Je me souviens de ces soirées, nuits infinies, vers vingt-six ou vingt-sept ans, où nous, adultes soucieux d’insouciance, dans les difficultés du monde, discourions sur les parades à tenir pour préserver la liberté et les possibles réels, avec un peu de colère, jusqu’au petit jour. Personne pour nous dire que tout cela n’était pas bien raisonnable. Personne pour juger nos grandioses délires.
Nos nuits étaient nos ouvertures au monde, nous laissions le jour emprisonner le réel, tentant de passer à travers les filets.

Qu’il est difficile en vieillissant de continuer à interroger la liberté, à interroger le réel, même la nuit. Que de monde pour nous dire que tout cela n’est pas bien raisonnable. Que de monde pour juger nos grandioses délires. Le sérieux de l’adulte costumé ne laisse pas de place aux points de vue décalés. Tout doit bien être dans le cadre, le hors champ c’est bon pour les poètes, à seule condition qu’il reste bien poète, avec son costume de poète. Le poète n’a pas le droit de s’immiscer dans l’économie.
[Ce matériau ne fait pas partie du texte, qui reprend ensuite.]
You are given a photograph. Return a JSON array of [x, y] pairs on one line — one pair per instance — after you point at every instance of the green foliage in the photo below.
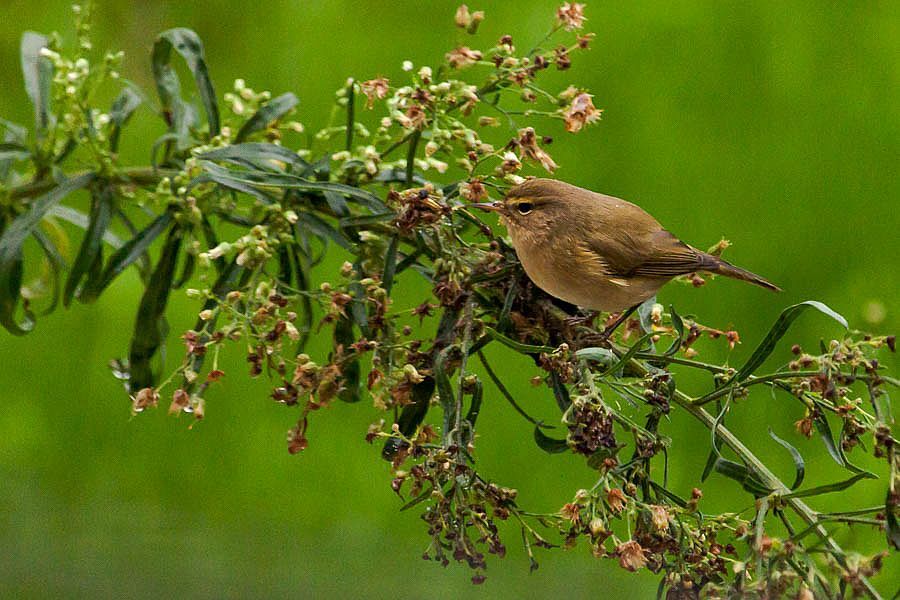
[[282, 209]]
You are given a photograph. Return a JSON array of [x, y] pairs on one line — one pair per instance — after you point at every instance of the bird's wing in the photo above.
[[652, 254]]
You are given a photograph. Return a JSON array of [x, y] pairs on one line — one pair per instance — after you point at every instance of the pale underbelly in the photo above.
[[591, 292]]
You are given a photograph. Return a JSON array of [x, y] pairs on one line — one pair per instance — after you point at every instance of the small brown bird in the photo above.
[[595, 251]]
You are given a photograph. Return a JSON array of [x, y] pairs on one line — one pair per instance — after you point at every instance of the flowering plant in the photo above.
[[242, 215]]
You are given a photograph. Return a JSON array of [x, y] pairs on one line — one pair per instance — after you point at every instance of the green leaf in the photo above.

Et pourtant, notre siècle devrait être le siècle des poètes. Nous avons besoin de défier la réalité de toute urgence. La réalité de notre monde n’est que le reflet du passé. Nous sommes piégés dans les points d’une perspective moribonde. Nos points de vue ne forment plus que des angles morts. Nous ne voyons plus rien. Un espèce de « ça est comme ça » règne sur le monde et sur l’économie, ça parade, ça fait l’expert, ça se glorifie, ça sait, ça est, ça est comme ça. Mais ça est rien du tout, ça est petitesse, ça est étroitesse, ça est grotesque.
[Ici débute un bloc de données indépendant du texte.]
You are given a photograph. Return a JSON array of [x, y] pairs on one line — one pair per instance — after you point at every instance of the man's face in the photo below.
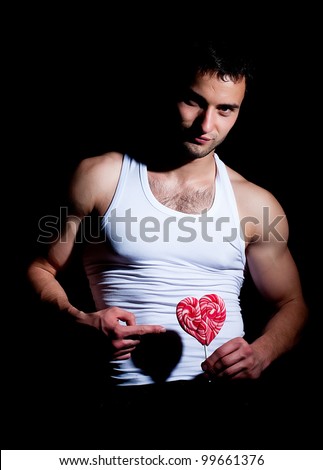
[[207, 112]]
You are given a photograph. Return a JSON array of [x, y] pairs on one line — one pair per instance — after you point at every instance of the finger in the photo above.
[[140, 330]]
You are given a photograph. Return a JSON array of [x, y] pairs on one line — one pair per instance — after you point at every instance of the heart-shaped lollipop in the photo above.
[[202, 318]]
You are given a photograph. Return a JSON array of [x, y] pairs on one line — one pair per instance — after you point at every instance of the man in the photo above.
[[177, 224]]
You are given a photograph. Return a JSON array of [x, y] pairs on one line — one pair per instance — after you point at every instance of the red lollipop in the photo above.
[[202, 318]]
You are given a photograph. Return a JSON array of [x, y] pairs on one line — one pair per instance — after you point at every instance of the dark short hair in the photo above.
[[210, 54]]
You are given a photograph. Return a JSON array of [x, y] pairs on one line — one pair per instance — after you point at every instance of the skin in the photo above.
[[206, 115]]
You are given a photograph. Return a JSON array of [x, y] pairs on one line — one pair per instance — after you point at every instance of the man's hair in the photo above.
[[204, 55]]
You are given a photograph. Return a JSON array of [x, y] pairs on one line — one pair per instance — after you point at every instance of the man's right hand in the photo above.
[[120, 326]]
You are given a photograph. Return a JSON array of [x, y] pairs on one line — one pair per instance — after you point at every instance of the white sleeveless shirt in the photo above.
[[153, 256]]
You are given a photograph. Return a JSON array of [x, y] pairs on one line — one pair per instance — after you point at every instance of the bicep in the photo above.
[[274, 271]]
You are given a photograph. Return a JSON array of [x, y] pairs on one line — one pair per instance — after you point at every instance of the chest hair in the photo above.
[[182, 198]]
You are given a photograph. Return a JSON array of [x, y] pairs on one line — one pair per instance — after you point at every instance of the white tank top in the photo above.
[[153, 256]]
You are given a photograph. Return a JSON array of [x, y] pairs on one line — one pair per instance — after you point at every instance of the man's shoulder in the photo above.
[[108, 159]]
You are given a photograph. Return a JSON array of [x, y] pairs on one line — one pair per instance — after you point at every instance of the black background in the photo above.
[[72, 93]]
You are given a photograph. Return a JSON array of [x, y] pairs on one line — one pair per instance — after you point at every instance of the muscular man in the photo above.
[[179, 224]]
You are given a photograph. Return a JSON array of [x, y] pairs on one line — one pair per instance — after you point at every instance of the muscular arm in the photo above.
[[275, 275]]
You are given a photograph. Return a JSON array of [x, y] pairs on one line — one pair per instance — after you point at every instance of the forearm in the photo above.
[[51, 292], [282, 332]]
Votre réalité n’est que préjugé, un pré-jugement, un jugement déjà accompli. Impossible d’être libre avec une jugeote formatée. Impossible d’être libre enfermés dans un même cadre, un même cadre de pensées. Les pensées ricochent sur le cadre et reviennent tourbillonner comme des mouches. Même les pensées les plus originales possibles se heurtent dans le cadre.
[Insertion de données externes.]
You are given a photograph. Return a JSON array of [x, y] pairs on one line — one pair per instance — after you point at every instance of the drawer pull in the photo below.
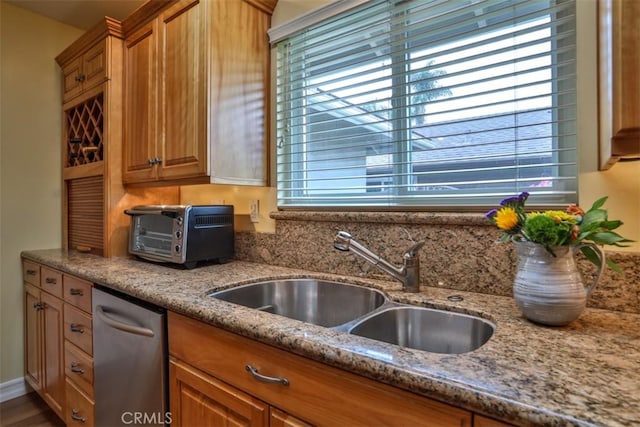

« Sortez du cadre ! » hurle le poète. « Le réel n’est pas ce que vous pensez, le réel est hors de votre vision étriquée, le réel est liberté et vous pouvez l’atteindre ! Sortez du cadre, vous verrez plein d’autres cadres et tous ces cadres sont réels. Amusez-vous, passez de cadre en cadre, expérimentez les cadres ! Vous pouvez même inventer des cadres ! Accueillez tous les cadres, allez visiter les gens dans les cadres, invitez les gens dans vos cadres. Changez de cadre à votre gré ! Prenez aussi soin des cadres, ne détruisez pas les cadres, même s’ils sont vide de gens. Laissez les cadres exister pleinement ! De nuit, de jour, le réel est libre et personne pour lui dire que tout cela n’est pas bien raisonnable, personne pour juger ses grandioses délires. »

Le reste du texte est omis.